Arkan tertawa renyah lalu jari telunjuk dan jempolnya ia pertemukan membentuk hurup o. "Ok."

"Terima kasih karena telah menolong saya." Ucap Maria disertai senyuman tulus. Dia sangat bersyukur karena ada Arkan yang datang dengan telat waktu untuk menyelamatkannya. Dia tidak dapat membayangkan kalau Arkan telat sedetik saja.

Laki-laki itu ikut tersenyum sambil mengibaskan tangannya. "Bukan apa-apa." Arkan melihat keranjang yang Maria bawa. Dia menyimpulkan kalau Maria akan pergi kepasar atau supermarket. "Sepertinya kamu mau berbelanja, mau saya antar?".

"Tidak usah." Maria menolak.
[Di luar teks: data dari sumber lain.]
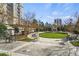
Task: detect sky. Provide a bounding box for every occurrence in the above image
[23,3,79,23]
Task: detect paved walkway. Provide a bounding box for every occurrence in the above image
[0,32,79,56]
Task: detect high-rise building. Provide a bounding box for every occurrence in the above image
[0,3,22,25]
[0,3,23,32]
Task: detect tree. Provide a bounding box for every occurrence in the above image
[0,23,7,37]
[74,17,79,34]
[64,18,73,32]
[45,22,52,31]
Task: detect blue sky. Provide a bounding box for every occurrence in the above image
[23,3,79,23]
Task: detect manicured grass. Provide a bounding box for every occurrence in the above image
[71,41,79,46]
[40,32,68,38]
[16,35,35,42]
[0,53,9,56]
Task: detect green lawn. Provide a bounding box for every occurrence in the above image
[40,32,68,38]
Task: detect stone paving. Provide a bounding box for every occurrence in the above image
[0,37,79,56]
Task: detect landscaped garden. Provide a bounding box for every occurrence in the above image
[0,53,9,56]
[40,32,68,38]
Selain karena tak ingin merepotkan Arkan, mereka juga bukan Mahram. Akan banyak gosip kalau sampai terlihat orang yang dikenalnya.

Arkan mengangguk mengerti. "Baiklah, hati-hati di jalan. Jangan sampai keserempet motor lagi!" Nasehatnya. Dia cukup menghargai keputusan Maria untuk tidak melebihi batasnya saat ini.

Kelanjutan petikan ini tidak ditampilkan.